Vince waved over my shoulder at my parents.
“Three!” I got up and started running, but Vince didn’t let go of my hand. Apparently his muscles were quite real and Vince was just a tad bit stronger than me. I only made it two steps toward the exit before I was jerked back to the table. Vince spun me around neatly so that I landed on his lap, my back to his chest. To give him credit, he didn’t even cry out in massive pain as my bulk landed on him, surely crushing him to dust, especially given how sore he still must have been. I was too shocked at this sudden turn of events to even feel remotely sorry, given that he was a traitor along the lines of my dog.
“You can’t run away from your parents,” he admonished lightly. “It’s rude.”
“I don’t want to be your boyfriend anymore,” I told him, quite sure of myself.
He rolled his eyes. “Yes, you do. I make you so fucking happy.”
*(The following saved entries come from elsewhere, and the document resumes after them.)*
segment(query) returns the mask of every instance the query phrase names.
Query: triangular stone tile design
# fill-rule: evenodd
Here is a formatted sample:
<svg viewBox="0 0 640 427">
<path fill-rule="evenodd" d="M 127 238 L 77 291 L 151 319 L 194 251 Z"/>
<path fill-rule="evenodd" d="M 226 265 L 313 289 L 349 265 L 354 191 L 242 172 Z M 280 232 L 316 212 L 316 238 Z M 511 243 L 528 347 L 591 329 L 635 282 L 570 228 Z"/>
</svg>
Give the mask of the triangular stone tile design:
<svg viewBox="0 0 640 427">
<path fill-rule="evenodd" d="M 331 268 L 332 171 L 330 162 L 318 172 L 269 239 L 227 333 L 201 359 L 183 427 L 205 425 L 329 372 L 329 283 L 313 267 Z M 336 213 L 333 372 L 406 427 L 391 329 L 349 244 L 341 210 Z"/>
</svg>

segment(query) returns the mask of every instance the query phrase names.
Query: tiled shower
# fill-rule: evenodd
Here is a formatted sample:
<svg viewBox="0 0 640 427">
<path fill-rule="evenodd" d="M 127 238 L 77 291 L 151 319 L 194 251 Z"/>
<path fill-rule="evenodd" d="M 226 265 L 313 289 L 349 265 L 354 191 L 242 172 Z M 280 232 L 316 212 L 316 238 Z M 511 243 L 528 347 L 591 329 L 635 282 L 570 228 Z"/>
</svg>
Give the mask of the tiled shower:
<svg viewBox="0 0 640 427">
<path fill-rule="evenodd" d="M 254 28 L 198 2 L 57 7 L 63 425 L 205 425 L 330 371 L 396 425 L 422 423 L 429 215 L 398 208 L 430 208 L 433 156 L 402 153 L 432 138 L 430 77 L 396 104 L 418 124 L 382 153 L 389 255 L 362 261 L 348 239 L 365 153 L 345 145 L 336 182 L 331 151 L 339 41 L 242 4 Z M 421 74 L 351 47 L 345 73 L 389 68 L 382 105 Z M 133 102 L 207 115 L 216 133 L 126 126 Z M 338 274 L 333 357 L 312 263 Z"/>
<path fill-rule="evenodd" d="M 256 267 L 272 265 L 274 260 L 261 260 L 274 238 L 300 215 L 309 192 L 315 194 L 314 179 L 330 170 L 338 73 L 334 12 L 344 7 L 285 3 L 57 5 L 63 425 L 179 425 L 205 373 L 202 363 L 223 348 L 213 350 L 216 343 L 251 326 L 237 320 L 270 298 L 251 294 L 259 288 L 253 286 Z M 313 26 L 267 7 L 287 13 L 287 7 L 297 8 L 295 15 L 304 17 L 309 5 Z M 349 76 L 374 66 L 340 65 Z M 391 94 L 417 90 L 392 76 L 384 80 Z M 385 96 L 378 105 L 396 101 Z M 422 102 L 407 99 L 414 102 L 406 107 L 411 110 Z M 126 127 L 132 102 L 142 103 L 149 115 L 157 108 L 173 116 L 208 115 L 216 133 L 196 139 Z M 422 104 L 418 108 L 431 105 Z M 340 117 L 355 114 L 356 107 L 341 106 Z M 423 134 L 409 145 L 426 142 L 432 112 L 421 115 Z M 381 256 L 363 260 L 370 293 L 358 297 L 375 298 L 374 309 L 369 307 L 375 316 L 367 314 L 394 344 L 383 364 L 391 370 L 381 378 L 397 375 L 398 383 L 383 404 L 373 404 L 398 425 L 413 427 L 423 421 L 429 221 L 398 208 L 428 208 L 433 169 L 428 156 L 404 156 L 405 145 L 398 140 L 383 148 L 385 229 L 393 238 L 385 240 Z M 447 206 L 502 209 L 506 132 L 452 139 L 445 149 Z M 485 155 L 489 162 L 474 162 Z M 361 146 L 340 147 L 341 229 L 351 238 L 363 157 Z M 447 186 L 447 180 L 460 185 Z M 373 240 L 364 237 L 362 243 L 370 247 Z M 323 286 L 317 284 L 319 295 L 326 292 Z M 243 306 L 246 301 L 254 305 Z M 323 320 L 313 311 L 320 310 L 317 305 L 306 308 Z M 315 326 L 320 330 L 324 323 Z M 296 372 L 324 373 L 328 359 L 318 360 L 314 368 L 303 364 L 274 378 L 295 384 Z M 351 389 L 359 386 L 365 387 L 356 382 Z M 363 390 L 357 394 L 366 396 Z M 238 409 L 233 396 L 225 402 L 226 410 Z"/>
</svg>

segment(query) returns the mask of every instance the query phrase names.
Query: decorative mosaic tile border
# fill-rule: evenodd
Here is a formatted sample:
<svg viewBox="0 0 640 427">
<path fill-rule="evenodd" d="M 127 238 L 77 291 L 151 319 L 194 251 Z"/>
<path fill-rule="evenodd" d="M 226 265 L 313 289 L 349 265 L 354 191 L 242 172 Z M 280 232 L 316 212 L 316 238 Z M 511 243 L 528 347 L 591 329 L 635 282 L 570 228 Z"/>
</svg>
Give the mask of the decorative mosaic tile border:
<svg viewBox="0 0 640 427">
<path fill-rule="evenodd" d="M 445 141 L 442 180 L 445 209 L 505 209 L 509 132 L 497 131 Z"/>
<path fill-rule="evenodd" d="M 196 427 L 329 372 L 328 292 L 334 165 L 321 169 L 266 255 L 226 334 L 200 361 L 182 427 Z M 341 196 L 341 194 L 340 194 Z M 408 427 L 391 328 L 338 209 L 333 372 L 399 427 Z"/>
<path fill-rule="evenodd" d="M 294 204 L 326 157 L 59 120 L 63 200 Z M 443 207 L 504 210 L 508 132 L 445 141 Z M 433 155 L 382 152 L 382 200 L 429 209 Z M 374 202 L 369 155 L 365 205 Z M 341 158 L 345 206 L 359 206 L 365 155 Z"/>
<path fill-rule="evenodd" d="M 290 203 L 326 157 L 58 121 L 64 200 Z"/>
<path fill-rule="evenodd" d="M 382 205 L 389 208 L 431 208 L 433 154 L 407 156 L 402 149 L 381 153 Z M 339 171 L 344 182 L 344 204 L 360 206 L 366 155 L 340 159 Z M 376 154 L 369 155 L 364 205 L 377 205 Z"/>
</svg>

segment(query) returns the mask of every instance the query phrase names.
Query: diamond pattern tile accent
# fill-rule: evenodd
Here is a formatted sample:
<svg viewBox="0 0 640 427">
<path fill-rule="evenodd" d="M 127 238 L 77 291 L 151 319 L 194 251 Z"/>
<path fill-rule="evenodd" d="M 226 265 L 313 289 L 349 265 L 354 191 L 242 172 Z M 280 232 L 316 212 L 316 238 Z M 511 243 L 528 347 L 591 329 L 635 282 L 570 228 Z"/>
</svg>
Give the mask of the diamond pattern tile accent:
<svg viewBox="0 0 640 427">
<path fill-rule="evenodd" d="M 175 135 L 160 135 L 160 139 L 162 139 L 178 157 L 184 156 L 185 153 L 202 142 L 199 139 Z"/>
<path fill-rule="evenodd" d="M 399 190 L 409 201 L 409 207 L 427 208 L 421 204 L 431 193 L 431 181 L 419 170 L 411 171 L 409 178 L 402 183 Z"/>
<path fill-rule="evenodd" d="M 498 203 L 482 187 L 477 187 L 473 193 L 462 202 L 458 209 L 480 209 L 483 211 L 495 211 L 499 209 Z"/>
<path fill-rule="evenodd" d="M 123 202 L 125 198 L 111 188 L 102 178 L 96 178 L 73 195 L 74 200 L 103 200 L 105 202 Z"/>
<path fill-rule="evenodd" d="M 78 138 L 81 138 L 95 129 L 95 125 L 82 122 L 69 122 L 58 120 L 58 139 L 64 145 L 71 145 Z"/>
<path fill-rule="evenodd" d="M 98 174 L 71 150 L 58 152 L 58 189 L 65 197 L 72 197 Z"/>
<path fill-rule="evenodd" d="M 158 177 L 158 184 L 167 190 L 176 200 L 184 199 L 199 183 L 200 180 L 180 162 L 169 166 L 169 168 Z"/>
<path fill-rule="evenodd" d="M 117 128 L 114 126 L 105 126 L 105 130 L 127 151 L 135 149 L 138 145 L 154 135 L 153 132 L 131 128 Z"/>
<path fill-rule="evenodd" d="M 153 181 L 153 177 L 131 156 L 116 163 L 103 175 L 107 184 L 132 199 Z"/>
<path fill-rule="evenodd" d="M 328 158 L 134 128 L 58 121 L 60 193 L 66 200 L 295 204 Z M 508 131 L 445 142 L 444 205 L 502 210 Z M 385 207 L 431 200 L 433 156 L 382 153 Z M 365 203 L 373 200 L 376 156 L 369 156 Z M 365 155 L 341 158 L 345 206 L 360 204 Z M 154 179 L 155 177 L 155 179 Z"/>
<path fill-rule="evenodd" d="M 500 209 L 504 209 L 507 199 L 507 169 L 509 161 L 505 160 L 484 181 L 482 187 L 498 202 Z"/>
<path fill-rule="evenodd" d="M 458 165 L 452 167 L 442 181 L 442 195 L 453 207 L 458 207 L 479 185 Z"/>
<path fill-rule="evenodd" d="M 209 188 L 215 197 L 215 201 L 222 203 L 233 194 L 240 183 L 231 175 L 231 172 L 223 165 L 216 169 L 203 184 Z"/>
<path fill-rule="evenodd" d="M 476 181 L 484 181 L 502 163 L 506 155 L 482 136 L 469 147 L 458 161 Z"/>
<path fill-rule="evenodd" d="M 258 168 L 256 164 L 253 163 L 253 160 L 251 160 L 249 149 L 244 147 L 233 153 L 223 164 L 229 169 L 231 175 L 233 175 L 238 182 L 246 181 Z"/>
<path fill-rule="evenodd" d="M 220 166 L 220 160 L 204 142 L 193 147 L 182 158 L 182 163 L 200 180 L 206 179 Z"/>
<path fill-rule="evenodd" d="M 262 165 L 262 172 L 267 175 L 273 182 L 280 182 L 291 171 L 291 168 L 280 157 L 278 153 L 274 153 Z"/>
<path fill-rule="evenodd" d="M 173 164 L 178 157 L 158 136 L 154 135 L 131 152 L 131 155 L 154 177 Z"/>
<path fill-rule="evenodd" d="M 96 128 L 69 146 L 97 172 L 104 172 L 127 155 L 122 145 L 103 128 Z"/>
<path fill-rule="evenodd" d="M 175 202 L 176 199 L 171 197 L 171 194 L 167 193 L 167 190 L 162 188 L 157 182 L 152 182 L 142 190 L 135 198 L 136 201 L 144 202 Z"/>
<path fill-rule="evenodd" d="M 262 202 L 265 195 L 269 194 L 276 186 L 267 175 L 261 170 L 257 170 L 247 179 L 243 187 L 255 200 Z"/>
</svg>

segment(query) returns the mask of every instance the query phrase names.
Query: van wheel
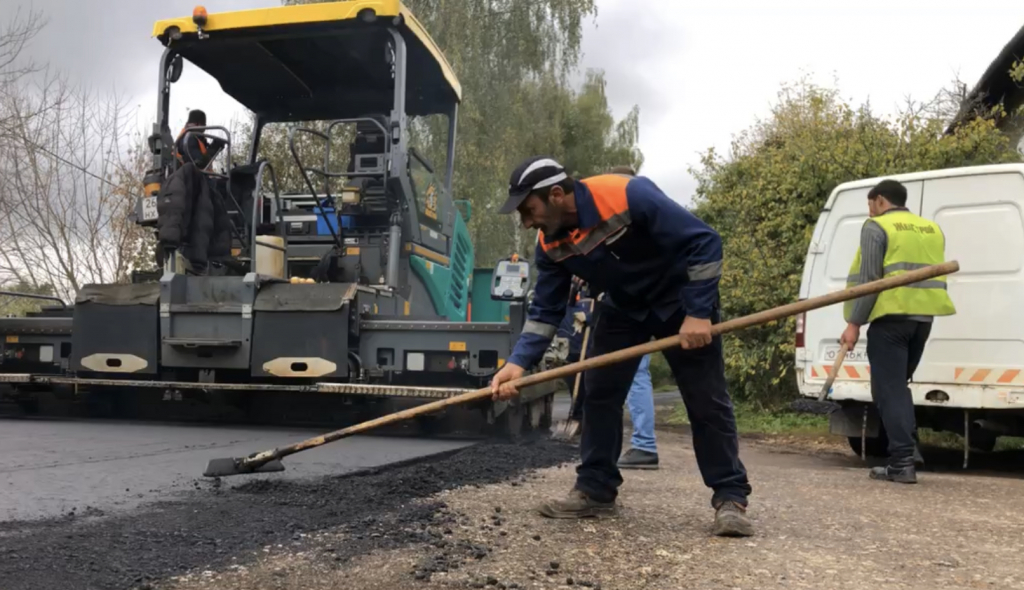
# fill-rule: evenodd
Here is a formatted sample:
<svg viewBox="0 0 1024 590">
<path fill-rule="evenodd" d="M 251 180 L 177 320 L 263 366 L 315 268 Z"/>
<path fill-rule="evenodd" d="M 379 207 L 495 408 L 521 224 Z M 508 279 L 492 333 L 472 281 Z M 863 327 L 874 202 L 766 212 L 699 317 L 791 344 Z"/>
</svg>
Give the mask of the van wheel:
<svg viewBox="0 0 1024 590">
<path fill-rule="evenodd" d="M 971 450 L 981 451 L 982 453 L 991 453 L 996 448 L 996 442 L 999 440 L 999 435 L 988 430 L 982 430 L 980 428 L 971 429 Z"/>
<path fill-rule="evenodd" d="M 850 441 L 850 449 L 853 453 L 860 456 L 860 437 L 850 436 L 847 437 Z M 885 433 L 880 433 L 880 436 L 875 438 L 868 438 L 867 444 L 864 447 L 864 452 L 867 453 L 868 457 L 888 457 L 889 456 L 889 437 L 885 436 Z"/>
</svg>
“Gross. You do not,” I mumbled, doing my damnedest to ignore that little glowing light in me.
Matty and Larry Auster were very curious by this sudden turn of events, watching the two of us closely as they walked up the sidewalk toward us. I tried to move off Vince’s lap, but he wrapped his arm around my waist and gripped me tightly, his point very clear. It probably didn’t help things when I wiggled in his lap to get more comfortable and felt his dick against my ass. He groaned just once, and it was quiet, but it was enough to make me freeze as his cock hardened while my parents were standing two feet away.
“Paul,” Dad said in greeting, looking amused. “Nice to see you, son.”